Quels effets concrets sur la fertilité et la santé des sols ?
Impact sur l’humus et le stockage du carbone
Les couverts végétaux sont de véritables alliés dans la lutte contre le changement climatique par leur contribution au stockage du carbone. Selon l’INRAE, l’introduction régulière de couverts permet une augmentation moyenne du stock de carbone organique de 0,3 à 0,5 t/ha/an, soit une progression de 12 à 20 % en dix ans sur des sols initialement pauvres (rapport INRAE, 2019).

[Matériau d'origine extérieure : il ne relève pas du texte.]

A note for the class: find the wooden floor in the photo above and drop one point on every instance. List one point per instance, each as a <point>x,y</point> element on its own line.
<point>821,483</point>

Fertilité minérale et azotée
Grâce aux associations de légumineuses (vesce, trèfle, féverole) et de céréales (avoine, seigle), on observe un effet synergique : les légumineuses, grâce à leur nodosité, fixent l'azote atmosphérique (jusqu’à 80 kg N/ha/an), qu’elles restituent ensuite progressivement. Cela réduit drastiquement la dépendance aux engrais azotés minéraux, ce qui représente à la fois une économie financière et un bénéfice environnemental (Source : ADEME, « Réduire les intrants, c’est possible ! », 2023).
Vie du sol et biodiversité fonctionnelle
L’implantation de couverts végétaux favorise la diversité des espèces vivant dans les sols. On constate que la biomasse microbienne peut doubler après 3 à 5 ans de semis réguliers d’engrais verts (Gilles Billen, CNRS, 2021). Cette diversité permet notamment de limiter l’apparition de maladies (effet de barrière contre certains pathogènes) et d’optimiser la minéralisation naturelle des éléments nutritifs.